Hex Publishers
- Founded: 2014; 12 years ago
- Country of origin: United States
- Headquarters location: Erie, Colorado
- Key people: Joshua Viola
- Publication types: Books, E-books
- Imprints: JAM Publishers
- Owner: Joshua Viola
- Official website: hexpublishers.com

= Hex Publishers =

American publishing company

Hex Publishers is an independent publishing company based in Erie, Colorado, USA, that specializes in genre fiction including science fiction, horror and dark fantasy, and publishes the online magazine Words, which features free short fiction, movie reviews and author interviews. Hex was founded by Joshua Viola (owner) and Dean Wyant on October 31, 2014, before the company's first release, Nightmares Unhinged.

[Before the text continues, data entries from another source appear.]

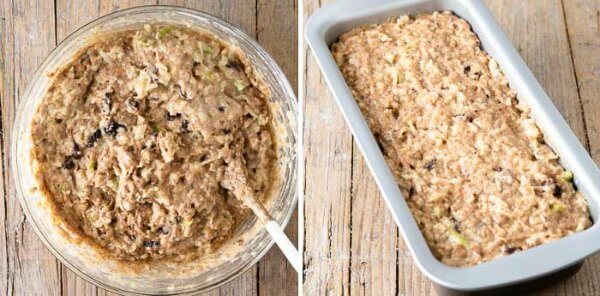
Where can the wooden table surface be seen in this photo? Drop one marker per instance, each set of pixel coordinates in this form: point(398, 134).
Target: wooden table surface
point(29, 30)
point(352, 245)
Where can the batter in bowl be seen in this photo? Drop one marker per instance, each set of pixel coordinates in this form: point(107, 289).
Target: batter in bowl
point(133, 139)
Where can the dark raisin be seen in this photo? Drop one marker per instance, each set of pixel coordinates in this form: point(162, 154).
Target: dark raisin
point(106, 103)
point(455, 223)
point(510, 249)
point(93, 138)
point(184, 127)
point(68, 163)
point(132, 104)
point(223, 191)
point(430, 165)
point(151, 244)
point(112, 127)
point(182, 92)
point(235, 65)
point(85, 57)
point(171, 117)
point(411, 191)
point(557, 192)
point(76, 151)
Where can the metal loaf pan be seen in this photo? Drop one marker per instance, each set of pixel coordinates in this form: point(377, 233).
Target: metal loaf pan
point(516, 273)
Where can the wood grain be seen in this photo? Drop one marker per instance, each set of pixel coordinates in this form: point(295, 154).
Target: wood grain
point(560, 43)
point(328, 186)
point(29, 269)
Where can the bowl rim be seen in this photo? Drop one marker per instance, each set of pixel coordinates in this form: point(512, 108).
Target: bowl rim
point(273, 67)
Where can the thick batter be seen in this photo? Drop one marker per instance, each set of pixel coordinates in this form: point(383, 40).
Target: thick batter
point(134, 138)
point(471, 163)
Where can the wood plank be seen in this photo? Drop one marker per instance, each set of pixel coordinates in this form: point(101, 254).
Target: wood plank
point(32, 269)
point(276, 27)
point(328, 182)
point(241, 14)
point(374, 236)
point(5, 84)
point(582, 19)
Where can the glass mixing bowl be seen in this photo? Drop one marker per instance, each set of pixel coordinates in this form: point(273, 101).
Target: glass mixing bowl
point(249, 243)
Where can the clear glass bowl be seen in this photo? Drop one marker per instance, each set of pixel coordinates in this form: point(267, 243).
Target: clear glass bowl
point(248, 245)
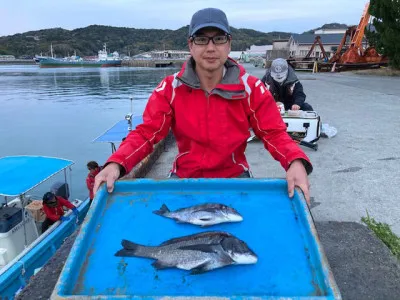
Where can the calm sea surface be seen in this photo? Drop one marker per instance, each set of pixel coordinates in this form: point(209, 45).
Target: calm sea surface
point(59, 112)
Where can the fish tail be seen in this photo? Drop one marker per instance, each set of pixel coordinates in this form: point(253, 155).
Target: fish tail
point(130, 249)
point(162, 211)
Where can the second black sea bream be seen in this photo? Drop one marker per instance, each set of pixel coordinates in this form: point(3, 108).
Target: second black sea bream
point(198, 253)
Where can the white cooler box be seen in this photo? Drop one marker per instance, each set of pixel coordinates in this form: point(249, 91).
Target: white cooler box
point(304, 127)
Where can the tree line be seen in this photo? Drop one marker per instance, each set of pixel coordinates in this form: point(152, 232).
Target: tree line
point(89, 40)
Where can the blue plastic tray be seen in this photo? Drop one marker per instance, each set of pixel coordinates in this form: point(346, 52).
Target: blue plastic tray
point(280, 230)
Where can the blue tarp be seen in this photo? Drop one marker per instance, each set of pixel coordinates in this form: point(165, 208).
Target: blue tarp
point(19, 174)
point(120, 130)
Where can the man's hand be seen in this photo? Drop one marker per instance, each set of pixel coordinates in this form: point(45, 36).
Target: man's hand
point(109, 175)
point(297, 176)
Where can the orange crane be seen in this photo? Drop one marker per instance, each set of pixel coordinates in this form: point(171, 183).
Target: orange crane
point(355, 52)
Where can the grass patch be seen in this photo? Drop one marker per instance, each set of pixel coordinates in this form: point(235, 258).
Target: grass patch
point(382, 71)
point(384, 233)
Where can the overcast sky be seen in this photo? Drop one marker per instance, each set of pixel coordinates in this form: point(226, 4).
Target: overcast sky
point(296, 16)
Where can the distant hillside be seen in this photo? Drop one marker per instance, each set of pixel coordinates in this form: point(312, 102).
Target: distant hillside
point(329, 26)
point(88, 40)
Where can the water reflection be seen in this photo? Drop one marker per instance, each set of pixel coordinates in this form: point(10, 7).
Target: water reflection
point(58, 112)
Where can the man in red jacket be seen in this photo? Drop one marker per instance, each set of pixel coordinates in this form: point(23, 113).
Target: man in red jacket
point(210, 106)
point(53, 208)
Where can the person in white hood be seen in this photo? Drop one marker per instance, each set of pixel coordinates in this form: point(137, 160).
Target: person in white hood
point(285, 87)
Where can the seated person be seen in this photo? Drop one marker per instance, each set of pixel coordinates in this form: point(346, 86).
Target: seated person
point(53, 208)
point(60, 189)
point(94, 169)
point(285, 87)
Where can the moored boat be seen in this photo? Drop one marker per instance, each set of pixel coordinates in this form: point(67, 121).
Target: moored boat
point(24, 249)
point(103, 60)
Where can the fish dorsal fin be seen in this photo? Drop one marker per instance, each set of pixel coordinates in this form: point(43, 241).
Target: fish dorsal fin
point(208, 209)
point(195, 236)
point(209, 248)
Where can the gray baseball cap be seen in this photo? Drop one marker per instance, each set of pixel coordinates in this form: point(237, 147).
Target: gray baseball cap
point(279, 70)
point(209, 17)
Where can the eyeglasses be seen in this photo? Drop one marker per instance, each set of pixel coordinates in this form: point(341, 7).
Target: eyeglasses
point(217, 40)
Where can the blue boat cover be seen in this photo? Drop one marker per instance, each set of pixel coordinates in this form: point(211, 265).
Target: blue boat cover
point(20, 174)
point(120, 130)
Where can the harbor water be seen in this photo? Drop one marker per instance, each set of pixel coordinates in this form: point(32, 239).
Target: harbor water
point(59, 112)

By 2019, Viola had spent over $100,000 on Hex.

==Authors==
Authors published by Hex Publishers include Carrie Vaughn, Edward Bryant, Steve Alten, Jeanne C. Stein, Kat Richardson, Paolo Bacigalupi, Minister Faust, Stephen Graham Jones, Steve Rasnic Tem, Richard Kadrey, Matthew Kressel, Cat Rambo, Sarah Pinsker, Alyssa Wong, Mike Resnick, Alistair Rennie and E. Lily Yu.